ENSURING that their products get easily through the UK and on to the 80 international markets they serve will be the biggest post-Brexit problem facing Bantry firm Rowa, their managing director Brigitte Wagner-Halswick said this week.

Speaking at a special business breakfast in Bantry, celebrating the company’s 60 years in the town, Mrs Wagner-Halswick said she was still optimistic that Brexit might not go ahead.

‘I am still hoping that it might not happen, but it probably will,’ she told BBC presenter Graham Norton, who interviewed her in front of several hundred invited guests in the Maritime Hotel on Tuesday morning.

‘Brexit will be very difficult for Ireland, and for Europe,’ she said, pointing out that the firm, which produces generic drugs, now employs over 100 people in the town. The major pharma sends containers through the UK on to the markets it serves in Europe and further afield – in the Middle and Far East. ‘France is not prepared and we will have problems because, at the moment, everything works very well. It is a pity that this is going to happen,’ Mrs Wagner-Halswick added.

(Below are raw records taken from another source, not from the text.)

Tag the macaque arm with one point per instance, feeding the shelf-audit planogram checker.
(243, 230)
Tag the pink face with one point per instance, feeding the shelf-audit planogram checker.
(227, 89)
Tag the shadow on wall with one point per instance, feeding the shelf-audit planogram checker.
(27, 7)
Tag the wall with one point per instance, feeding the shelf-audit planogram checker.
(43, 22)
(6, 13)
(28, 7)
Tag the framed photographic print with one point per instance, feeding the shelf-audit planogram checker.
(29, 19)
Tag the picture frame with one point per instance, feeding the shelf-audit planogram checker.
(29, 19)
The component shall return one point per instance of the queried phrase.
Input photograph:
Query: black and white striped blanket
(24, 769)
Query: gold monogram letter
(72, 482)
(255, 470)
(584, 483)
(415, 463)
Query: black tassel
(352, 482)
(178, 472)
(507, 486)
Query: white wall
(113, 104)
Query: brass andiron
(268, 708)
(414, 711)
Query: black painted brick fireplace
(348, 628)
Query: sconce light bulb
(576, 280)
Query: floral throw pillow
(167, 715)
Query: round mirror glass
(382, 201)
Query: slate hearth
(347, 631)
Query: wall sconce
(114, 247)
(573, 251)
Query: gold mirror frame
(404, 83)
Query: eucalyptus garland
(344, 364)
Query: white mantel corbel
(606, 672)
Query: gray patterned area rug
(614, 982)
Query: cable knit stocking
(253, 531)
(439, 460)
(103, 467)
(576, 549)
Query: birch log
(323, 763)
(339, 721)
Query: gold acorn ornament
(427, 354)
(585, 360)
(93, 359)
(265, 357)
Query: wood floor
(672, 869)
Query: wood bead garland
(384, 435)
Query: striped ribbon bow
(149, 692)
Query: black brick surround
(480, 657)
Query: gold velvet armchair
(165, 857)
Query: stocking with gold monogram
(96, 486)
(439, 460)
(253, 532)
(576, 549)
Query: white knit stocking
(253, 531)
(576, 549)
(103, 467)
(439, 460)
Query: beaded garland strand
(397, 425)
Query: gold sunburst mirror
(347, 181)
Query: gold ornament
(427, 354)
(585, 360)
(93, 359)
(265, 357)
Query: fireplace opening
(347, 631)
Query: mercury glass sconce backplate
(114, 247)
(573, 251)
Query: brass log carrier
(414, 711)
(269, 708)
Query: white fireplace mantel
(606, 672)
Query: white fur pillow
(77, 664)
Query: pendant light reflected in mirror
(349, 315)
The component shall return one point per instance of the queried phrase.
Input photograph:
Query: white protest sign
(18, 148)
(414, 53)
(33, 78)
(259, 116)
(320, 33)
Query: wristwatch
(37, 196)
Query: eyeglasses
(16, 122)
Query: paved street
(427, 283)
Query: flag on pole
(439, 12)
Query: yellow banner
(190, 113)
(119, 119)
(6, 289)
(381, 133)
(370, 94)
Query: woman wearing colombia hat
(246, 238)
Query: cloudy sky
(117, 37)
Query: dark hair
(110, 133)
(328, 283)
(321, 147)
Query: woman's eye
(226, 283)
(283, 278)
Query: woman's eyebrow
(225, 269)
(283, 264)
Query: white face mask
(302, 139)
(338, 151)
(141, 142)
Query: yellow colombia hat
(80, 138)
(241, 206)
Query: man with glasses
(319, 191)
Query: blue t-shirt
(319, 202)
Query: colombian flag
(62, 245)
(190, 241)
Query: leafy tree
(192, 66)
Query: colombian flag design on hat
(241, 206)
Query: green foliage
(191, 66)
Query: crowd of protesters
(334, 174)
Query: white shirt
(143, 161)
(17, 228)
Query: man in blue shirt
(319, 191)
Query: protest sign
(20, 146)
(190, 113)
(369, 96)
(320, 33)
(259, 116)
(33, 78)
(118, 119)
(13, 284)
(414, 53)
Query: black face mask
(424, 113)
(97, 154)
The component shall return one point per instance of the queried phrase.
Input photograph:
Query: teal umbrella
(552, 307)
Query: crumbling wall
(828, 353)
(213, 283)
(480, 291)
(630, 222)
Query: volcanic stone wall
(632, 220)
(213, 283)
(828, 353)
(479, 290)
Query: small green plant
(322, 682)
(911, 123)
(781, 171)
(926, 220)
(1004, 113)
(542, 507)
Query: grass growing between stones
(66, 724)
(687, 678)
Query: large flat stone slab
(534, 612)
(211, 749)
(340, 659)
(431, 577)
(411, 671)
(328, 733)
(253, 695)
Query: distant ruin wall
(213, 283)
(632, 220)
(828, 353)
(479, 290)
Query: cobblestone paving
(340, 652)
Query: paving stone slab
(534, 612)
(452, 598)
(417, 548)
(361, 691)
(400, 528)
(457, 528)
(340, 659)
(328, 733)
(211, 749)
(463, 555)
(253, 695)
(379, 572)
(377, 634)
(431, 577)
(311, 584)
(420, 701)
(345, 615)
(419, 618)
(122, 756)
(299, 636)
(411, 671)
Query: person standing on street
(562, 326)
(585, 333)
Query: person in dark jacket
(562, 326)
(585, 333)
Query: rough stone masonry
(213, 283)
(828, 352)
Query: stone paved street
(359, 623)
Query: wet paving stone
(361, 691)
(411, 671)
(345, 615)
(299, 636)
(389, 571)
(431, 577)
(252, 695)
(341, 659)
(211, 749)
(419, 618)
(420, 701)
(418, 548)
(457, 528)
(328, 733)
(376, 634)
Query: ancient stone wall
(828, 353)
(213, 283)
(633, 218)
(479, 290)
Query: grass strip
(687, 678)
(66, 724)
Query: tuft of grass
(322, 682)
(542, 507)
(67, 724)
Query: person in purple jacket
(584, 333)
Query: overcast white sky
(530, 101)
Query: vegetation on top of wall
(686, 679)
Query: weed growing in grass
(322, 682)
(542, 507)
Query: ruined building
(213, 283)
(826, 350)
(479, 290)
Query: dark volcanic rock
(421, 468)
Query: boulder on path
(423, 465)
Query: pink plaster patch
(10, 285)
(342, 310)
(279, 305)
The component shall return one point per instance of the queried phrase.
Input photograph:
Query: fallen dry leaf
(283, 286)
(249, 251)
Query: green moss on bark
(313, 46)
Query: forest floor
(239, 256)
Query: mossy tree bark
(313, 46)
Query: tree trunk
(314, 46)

She also recalled the obstacles she encountered when she took over the Newtown firm after her husband died suddenly, in 1979. She had few friends in the town at that point, and travelling abroad alone as a female head of a drugs firm, was a challenge, especially given one of their markets was Saudi Arabia.

But she persisted and soon began to grow the company. ‘The union was very strong and I had no support, but I said “I am going to stay and show them that I can do this”, and I did,’ she said.

Today the firm has a very strong presence in West Cork, contributing to a number of charities and events, and Mrs Wagner-Halswick is a commanding presence on the board of the Bantry Hospice.

She recalled how a local fundraising group collected €30,000 in Bantry for Marymount in Cork city, and when she brought the cheque up to €40,000, and presented it in Cork, she told them: ‘This is the last cheque you are getting from Bantry ... because we are going to have our own hospice.’

She followed through on that promise but it took a lot of very difficult meetings, she admitted.

‘We had meetings where I just walked out of the hospital and said “if you don’t want this hospice here, we will do it somewhere else” because you have to be frank. And I am very determined.’